Sovereign AI as Strategic Insurance
The concept of “sovereign AI” in Korea has gained traction as the government promotes a state-supported foundation model initiative.
During the second-stage review of the national AI project, concerns arose regarding the acceptable level of open-source integration for models intended to be domestically independent.
“It was a process of defining clear standards,” Shin explained. “We needed to establish a clear boundary between adopting open-source technology and achieving sovereign development.”
For Shin, sovereign AI is not about isolation; it’s about strategic risk management.
“If we become overly reliant on foreign platforms and access conditions change, numerous industries could be affected,” he said. “Developing domestic capabilities acts as a crucial safeguard.”
He added that the development of large-scale foundation models cannot be solely sustained by private companies.

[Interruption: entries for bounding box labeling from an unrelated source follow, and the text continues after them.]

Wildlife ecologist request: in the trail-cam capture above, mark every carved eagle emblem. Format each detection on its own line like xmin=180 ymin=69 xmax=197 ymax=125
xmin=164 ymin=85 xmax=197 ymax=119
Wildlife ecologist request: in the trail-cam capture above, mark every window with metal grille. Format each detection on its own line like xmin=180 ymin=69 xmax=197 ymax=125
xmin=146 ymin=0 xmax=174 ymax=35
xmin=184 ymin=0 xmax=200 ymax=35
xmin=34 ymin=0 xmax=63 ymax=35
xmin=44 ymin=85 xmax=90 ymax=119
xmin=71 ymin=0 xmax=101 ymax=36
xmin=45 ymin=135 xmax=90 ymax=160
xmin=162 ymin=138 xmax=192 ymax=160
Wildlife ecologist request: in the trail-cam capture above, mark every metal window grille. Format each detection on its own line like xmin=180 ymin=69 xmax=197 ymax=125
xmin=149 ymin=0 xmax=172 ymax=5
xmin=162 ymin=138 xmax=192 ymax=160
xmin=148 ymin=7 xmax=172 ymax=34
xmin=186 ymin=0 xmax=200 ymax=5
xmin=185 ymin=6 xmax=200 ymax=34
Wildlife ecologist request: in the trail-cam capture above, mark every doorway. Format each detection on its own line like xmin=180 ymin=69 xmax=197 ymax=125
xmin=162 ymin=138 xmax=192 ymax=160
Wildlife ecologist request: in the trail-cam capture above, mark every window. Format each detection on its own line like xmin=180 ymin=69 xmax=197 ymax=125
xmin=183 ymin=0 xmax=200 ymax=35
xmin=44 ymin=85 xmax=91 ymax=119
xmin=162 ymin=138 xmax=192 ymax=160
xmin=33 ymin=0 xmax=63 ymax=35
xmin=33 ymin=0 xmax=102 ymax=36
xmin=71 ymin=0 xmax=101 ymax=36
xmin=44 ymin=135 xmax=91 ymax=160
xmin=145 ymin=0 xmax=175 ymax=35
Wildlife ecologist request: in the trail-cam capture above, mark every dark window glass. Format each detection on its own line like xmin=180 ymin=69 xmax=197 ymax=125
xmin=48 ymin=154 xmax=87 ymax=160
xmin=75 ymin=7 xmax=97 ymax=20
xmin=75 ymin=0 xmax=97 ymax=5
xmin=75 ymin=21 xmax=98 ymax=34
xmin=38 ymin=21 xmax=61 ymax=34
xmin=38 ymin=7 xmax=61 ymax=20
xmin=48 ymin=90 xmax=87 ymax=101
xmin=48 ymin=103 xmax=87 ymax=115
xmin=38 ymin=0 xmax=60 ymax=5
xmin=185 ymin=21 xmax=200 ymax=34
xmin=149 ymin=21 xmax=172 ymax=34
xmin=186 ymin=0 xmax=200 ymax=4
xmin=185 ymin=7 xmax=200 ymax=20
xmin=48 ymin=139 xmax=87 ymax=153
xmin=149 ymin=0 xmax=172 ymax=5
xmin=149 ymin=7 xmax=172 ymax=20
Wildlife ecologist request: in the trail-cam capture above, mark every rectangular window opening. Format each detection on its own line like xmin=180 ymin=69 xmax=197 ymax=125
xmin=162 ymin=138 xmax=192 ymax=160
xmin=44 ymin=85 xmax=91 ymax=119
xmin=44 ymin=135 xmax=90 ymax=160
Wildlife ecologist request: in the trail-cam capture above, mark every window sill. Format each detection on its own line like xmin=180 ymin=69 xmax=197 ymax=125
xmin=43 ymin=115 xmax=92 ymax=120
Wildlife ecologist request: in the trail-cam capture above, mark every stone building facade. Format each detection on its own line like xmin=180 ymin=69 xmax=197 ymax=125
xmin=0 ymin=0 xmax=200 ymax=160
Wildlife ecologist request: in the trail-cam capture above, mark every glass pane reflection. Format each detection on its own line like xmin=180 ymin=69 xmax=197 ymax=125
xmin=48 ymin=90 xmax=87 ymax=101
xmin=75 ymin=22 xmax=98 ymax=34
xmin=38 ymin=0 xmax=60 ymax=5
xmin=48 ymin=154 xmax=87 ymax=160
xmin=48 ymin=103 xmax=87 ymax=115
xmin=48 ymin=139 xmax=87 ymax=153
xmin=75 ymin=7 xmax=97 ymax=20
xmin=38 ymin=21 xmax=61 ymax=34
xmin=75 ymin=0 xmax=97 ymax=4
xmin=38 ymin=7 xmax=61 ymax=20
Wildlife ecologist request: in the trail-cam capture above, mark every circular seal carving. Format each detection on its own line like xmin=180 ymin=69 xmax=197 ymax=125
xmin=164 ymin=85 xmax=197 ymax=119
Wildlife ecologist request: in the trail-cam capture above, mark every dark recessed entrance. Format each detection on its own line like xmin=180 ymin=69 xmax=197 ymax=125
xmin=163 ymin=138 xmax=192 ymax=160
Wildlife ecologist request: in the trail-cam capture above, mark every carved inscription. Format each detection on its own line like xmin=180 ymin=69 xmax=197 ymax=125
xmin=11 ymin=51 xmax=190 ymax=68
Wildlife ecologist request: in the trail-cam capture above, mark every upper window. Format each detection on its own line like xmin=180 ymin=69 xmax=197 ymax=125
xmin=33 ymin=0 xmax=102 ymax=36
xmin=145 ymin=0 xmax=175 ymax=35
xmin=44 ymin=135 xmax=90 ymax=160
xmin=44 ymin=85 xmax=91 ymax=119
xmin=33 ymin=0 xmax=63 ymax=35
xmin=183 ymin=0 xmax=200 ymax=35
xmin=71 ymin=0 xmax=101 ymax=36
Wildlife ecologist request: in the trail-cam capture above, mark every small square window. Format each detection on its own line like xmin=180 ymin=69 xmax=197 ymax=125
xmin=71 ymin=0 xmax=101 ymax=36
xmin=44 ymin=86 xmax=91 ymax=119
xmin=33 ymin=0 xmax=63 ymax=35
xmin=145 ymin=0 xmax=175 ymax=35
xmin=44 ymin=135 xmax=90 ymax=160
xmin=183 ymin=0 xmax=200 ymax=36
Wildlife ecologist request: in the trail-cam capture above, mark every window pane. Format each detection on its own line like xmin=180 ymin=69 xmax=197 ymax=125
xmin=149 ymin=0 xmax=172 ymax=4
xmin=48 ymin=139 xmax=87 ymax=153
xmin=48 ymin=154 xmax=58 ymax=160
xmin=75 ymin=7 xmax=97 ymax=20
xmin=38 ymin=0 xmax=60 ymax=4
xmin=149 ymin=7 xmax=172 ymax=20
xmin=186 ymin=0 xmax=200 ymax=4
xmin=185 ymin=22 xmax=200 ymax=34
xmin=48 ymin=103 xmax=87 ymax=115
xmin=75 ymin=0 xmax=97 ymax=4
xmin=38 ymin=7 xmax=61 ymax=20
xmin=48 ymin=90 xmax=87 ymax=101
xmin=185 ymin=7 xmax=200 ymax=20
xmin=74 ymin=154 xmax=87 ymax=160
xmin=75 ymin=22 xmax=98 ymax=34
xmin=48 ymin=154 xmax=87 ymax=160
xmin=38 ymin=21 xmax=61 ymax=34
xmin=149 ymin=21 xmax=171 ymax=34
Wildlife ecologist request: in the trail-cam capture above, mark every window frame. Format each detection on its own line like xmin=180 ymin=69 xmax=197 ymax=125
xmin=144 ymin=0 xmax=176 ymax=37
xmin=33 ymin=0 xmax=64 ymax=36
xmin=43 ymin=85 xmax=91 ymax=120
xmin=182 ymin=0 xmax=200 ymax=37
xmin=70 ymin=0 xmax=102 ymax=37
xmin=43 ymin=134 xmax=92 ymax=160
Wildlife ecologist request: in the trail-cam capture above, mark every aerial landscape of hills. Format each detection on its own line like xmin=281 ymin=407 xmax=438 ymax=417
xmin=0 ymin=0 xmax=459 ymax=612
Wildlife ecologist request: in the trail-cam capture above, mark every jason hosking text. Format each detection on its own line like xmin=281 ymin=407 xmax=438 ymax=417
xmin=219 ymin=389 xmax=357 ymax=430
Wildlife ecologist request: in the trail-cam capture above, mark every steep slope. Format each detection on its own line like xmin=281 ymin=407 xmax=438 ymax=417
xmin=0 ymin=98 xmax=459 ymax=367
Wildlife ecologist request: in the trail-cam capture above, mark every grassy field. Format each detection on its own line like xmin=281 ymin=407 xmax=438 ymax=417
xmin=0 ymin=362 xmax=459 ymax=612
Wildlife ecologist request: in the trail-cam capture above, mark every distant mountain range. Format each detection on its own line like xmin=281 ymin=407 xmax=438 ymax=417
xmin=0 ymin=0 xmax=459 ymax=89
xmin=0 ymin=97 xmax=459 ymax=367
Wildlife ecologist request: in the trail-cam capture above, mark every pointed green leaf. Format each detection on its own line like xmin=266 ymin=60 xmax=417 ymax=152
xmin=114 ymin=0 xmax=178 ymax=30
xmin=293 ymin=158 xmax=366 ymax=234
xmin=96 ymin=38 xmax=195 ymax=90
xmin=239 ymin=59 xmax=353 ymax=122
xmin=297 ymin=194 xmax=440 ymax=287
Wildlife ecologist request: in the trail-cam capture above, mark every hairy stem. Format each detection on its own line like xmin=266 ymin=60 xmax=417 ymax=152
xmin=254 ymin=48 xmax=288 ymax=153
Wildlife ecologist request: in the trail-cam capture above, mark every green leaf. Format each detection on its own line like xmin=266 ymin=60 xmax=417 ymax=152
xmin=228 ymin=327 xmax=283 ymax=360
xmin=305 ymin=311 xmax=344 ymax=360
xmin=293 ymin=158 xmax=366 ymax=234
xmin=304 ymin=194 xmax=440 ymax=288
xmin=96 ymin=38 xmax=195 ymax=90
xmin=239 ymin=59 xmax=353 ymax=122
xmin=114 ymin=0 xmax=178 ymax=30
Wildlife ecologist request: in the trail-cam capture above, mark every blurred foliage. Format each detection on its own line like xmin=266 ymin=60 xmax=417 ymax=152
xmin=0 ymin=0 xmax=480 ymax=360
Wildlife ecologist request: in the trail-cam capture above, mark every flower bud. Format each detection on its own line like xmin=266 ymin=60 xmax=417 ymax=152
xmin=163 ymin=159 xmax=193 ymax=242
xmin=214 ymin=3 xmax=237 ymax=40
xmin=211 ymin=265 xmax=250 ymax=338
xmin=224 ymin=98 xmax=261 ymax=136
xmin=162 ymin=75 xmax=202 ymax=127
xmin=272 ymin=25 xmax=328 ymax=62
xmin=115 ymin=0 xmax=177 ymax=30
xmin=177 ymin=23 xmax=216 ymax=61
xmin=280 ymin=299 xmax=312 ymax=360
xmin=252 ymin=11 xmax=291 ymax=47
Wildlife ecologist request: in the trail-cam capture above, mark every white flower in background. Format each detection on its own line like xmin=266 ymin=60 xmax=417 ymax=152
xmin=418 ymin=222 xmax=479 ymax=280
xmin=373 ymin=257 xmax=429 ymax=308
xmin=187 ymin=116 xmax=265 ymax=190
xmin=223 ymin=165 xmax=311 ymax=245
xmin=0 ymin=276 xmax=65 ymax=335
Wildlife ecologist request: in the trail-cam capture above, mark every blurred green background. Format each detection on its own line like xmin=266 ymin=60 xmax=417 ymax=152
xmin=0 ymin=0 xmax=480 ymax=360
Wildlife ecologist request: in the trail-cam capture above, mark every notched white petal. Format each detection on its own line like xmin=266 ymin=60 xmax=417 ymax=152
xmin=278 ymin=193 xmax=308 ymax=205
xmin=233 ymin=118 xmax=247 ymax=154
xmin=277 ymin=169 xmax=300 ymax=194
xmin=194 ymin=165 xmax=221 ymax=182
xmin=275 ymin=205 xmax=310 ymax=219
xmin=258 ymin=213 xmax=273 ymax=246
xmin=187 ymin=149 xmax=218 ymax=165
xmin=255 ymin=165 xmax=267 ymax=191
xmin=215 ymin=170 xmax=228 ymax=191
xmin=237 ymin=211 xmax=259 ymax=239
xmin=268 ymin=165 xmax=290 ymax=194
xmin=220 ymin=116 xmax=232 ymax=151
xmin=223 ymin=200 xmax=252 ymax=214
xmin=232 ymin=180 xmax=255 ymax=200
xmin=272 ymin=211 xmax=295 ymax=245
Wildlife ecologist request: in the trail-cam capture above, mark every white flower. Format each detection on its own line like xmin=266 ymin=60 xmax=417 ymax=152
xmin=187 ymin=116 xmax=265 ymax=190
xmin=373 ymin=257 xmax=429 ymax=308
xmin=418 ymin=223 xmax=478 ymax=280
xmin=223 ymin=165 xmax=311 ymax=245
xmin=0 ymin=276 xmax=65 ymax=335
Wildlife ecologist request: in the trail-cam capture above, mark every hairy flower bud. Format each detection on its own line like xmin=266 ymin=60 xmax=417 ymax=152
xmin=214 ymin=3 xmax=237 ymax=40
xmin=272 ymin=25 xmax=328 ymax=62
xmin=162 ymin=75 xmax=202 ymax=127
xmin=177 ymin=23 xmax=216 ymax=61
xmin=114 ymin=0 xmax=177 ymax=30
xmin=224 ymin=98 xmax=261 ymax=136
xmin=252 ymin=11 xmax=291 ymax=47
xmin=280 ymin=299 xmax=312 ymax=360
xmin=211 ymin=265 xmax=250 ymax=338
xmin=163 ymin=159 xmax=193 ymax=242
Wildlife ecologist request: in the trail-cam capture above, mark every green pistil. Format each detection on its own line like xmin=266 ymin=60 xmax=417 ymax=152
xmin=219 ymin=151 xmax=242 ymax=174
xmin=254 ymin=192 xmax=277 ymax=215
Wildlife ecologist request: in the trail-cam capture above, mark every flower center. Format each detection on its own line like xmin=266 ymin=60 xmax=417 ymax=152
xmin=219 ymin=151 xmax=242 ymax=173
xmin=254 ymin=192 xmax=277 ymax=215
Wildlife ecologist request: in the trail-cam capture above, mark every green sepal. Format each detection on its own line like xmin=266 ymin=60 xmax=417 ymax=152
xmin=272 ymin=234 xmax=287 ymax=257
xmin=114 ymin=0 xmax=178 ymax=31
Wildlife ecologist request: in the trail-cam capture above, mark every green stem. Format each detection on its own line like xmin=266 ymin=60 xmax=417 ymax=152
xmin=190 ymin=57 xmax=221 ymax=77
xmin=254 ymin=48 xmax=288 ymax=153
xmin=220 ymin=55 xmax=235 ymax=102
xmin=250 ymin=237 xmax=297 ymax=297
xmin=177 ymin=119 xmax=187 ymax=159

“AI is capital-intensive and requires a long-term perspective,” Shin stated. “In Korea’s corporate environment, few companies can withstand years of losses without government support. Some level of state-driven momentum is necessary.”
Shin argues that Korea should neither abandon foundation model development nor focus solely on surpassing the US or China.
“Completely giving up on foundation models would be unrealistic,” he said. “However, focusing solely on outperforming global leaders in this area would also be impractical.”
Instead, he proposes a two-pronged strategy: maintain core foundation model capabilities while leveraging Korea’s strengths in manufacturing and electronics in areas like agent-based AI and physical AI, including robotics.
“AI is evolving beyond software and entering the physical world,” he said. “We may see significant commercialization in these areas in the coming years.”
Shin believes the next five years are crucial for Korea’s AI development.
“Korean AI talent is highly competitive,” he said. “But without a sufficiently large domestic industry, it becomes difficult to retain that talent.”
Top researchers are increasingly attracted to larger markets and greater investment opportunities overseas.
“Ultimately, talent follows industry,” Shin concluded. “Building that industry is the real challenge.”